While we need to avoid ‘fleeting pleasures of sin’ (Hebrews 11:25) which end up making us miserable and leave us with regret (Psalm 32:10), we are commanded to enjoy the good pleasures of God’s many gifts.  ‘Go, eat your food with gladness, and drink your wine with a joyful heart, for God has already approved what you do’ (7).  God wants us to appreciate life’s good gifts.  ‘Always be clothed in white, and always anoint your head with oil’ (8).  These white robes and perfume seem to be the outfit of celebration.  Holiness is not humbug.  ‘Enjoy life with your wife, whom you love …’ (9).  We are to cultivate friendship and intimacy with our spouse. ‘Whatever your hand finds to do, do it with all your might’ (10).  Life is short, so live it well.  The early church leader, Irenaeus, is supposed to have said, ‘the glory of God is a people fully alive!’ 

How tragic it is that people refuse to acknowledge God’s kindness and thank him for his blessings.  The letter to the Romans tells us that at the heart of the sinful human condition is a refusal to give thanks to God (Romans 1:20-21).  How sad it is that so many see no attraction in his greatest gift of all—the giving of his own Son.  God so love this wicked world that he gave his one and only Son, and yet so many people treat Jesus as an irrelevance.  Jesus perfectly displayed God’s love, and most people don’t care.  God wants to transform our lives, and we so often just want to be left alone.  Give thanks to the Lord, for he is good; his love endures forever’ (1 Chronicles 16:34).  Give thanks in all circumstances; for this is God’s will for you in Christ Jesus’ (1 Thessalonians 5:18).  Make thanksgiving a key part of your Christian life. 

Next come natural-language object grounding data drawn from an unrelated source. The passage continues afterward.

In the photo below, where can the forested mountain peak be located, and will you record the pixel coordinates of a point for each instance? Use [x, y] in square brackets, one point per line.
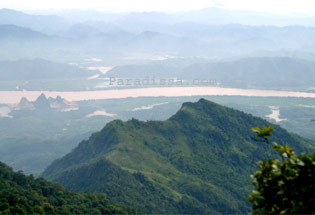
[199, 161]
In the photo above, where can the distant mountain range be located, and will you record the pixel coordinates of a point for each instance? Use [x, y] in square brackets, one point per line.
[42, 103]
[198, 161]
[264, 72]
[40, 69]
[41, 23]
[210, 33]
[13, 31]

Accept that you are not the master of your fate (11-12)

The film Invictus tells the story of the first time South Africa won the Rugby World Cup.  In this movie Morgan Freeman plays President Nelson Mandela.  Mandela quotes his favourite poem.  Invictus reads, ‘I am the master of my fate, I am the captain of my soul.’  But Solomon tells us that this is simply not the case.  ‘I have seen something else under the sun: the race is not to the swift or the battle to the strong, nor does food come to the wise or wealth to the brilliant or favour to the learned; but time and chance happen to them all’ (11).  

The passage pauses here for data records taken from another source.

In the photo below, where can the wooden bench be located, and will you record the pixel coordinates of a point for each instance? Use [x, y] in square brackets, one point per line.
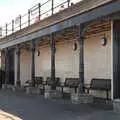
[50, 82]
[38, 81]
[71, 83]
[100, 84]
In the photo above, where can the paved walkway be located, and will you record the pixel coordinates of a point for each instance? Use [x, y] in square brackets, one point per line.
[19, 106]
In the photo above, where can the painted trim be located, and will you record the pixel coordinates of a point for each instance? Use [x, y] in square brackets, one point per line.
[97, 13]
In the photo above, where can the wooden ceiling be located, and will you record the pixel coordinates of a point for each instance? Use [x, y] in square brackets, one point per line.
[72, 33]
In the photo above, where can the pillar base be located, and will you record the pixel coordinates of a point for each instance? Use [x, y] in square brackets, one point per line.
[116, 106]
[32, 90]
[6, 86]
[52, 94]
[81, 98]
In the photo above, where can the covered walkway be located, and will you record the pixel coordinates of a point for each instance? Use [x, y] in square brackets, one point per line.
[30, 107]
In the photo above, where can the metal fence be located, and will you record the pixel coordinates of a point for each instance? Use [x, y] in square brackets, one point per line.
[34, 15]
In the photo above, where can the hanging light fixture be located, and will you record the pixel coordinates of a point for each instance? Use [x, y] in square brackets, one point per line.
[74, 46]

Usually that fastest person wins the race, but not always.  Usually the stronger person wins the fight, but sometimes the weaker triumphs.  When the markets crash, the brilliant investor looses as much as the careless.  Many a genius ends up living in poverty.  Disaster can overtake any one of us.  ‘Time and chance happen to us all.’  There are so many variables in life that we cannot control.  How insecure life must feel if you don’t know that the God of the heavens is holding you in his hands!


Conclusion


A French actor and playwright was starring in his own drama, ‘The Hypochondriac’, when he was seized by a violent coughing fit.  He died a few hours later.  He showed that we have reason to fear illness.

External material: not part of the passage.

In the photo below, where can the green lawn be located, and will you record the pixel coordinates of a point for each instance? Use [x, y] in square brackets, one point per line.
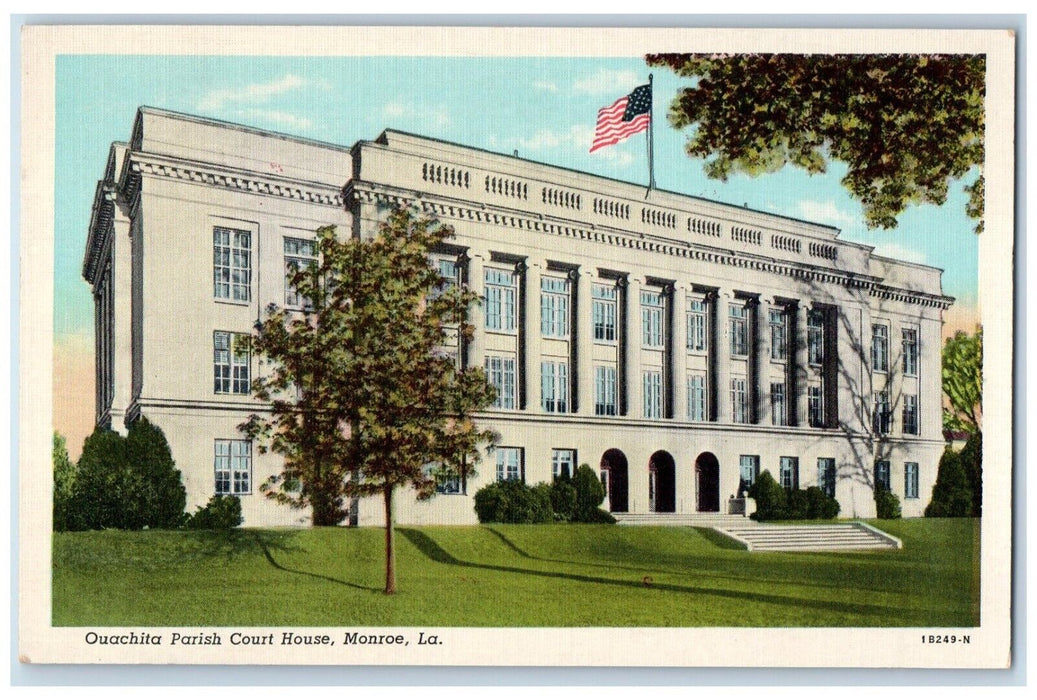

An American, Bob Cartwright, was frustrated that circumstances meant that had to miss a flight to New York to watch a big baseball game.  That was until he saw the news that their light plane had crashed into an apartment block, killing them.  ‘That could have been me,’ he exclaimed.  Yet, a month later Cartwright died in another plane crash, near his mountain home in California.

In 2008, Donald Peters bought two Connecticut lottery tickets, just as he had done for the previous twenty years. He got the numbers right, and the tickets were worth ten million dollars. However, he was not as lucky as you might imagine.  He died of a massive heart attack the very evening he bought the tickets.


None of this would have surprised Solomon.  ‘Time and chance happen to them all.’  ‘Man knows not his time.’  We are definitely not the master of our fate or the captains of our soul.  We cannot know what tomorrow will bring.


So how do we not fall apart with worry about the future?  We trust that we are safe in the hands that were pierced for our salvation and we are to enjoy the many good things that God gives us in this short life.  The apostle Paul counsels us, ‘Do not be anxious about anything, but in every situation, by prayer and petition, with thanksgiving, present your requests to God’ (Philippians 4:6).  The apostle Peter tells us to cast our anxiety on the Lord because he cares for us (1 Peter 5:7).